When they were alone again, and the fat man's impact had lessened, Robbie said, "You have to help us, you know." He waggled his pointing finger between himself and Josh. "Because, if we disappear, your goose is cooked, and you know it."

Mr. Nimrin's attempt to scoff lacked a certain conviction. "Disappear? How do you expect to do that?"

"Oh, come on," Robbie said. "Josh probably wouldn't be able to pull it off, so he's dead meat—"

"Hey."

"—but I'm an actor. I could be somebody else in twenty minutes, stand right in front of you, you wouldn't know it was me."

"Oh, fine," Josh said. "Now I've got
two
masters of disguise."

"Not disguise," Robbie corrected him. "Disguise is for amateurs. What I do is character."

Mr. Nimrin clearly hadn't liked the amateur crack. "If you could disappear so readily," he said, sounding miffed, "why haven't you done so?"

Robbie spread his hands. "What — and give up show business?"

 

25

 

THEY LEFT MR. NIMRIN IN THE waiting room, looking at that interior door. The distant bell rang twice as they went out to the lobby, and Robbie said, "Interesting character, Nimrin. Hard to play opposite, though."
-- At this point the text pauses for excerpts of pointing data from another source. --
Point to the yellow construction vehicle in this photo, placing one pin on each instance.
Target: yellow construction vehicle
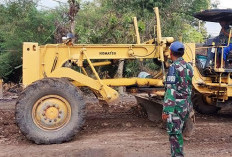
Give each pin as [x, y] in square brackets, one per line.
[51, 108]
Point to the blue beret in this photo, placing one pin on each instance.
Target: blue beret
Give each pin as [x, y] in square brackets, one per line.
[177, 47]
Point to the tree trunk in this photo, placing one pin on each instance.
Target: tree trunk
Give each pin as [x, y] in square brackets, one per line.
[119, 75]
[74, 8]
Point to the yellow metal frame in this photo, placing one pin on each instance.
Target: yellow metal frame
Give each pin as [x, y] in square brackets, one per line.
[51, 60]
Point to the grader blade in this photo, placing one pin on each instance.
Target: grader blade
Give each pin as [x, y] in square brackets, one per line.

Josh frowned at his profile as they crossed the lobby. "Play opposite?"

The doorman held open the outer door, and Robbie paused in front of him to say, "You're doing a fine job. Excellent."

The doorman was surprised, but not displeased. "Thank you, sir," he said, and even bowed a little.

Outside, Robbie said, "Quick, we'll talk around the corner." As he went, with long brisk steps, he unbuttoned his shirt cuffs and rolled them neatly above his elbows.

Following, Josh said, "What do you mean, play opposite?"

"He does that exasperation bit," Robbie said, as they made it around the corner of the building, where he stopped, back against the sandstone wall. "But if you play into that," he said, pulling his shirt-tail out, "you're just reacting, you aren't creating anything." Unbuttoning the bottom shirt button, he loosely tied the shirt-tails in front, almost but not quite creating a bare midriff. "So you saw what I did."

"No," Josh admitted. "I didn't."

"No?" Robbie seemed surprised. "I was afraid it was too obvious. Nimrin got it, though," he said, and pulled a richly blue beret out of his hip pocket.

"I still don't get it," Josh said.

Robbie shrugged. "I played Nimrin," he said, and placed the beret carefully on his head, a little forward, a little to the left. "I mirrored it back at him. But a calmer Nimrin. Every scrim he puts up, I put up the same one. I think it helped. How do I look?"

He stepped back a pace and posed, arms out at the sides, palms forward, like a ballet dancer about to make his move. He seemed taller but just as thin, graceful, in his black pants and casually tied white shirt and jaunty blue beret. Josh nodded at him. "French," he said.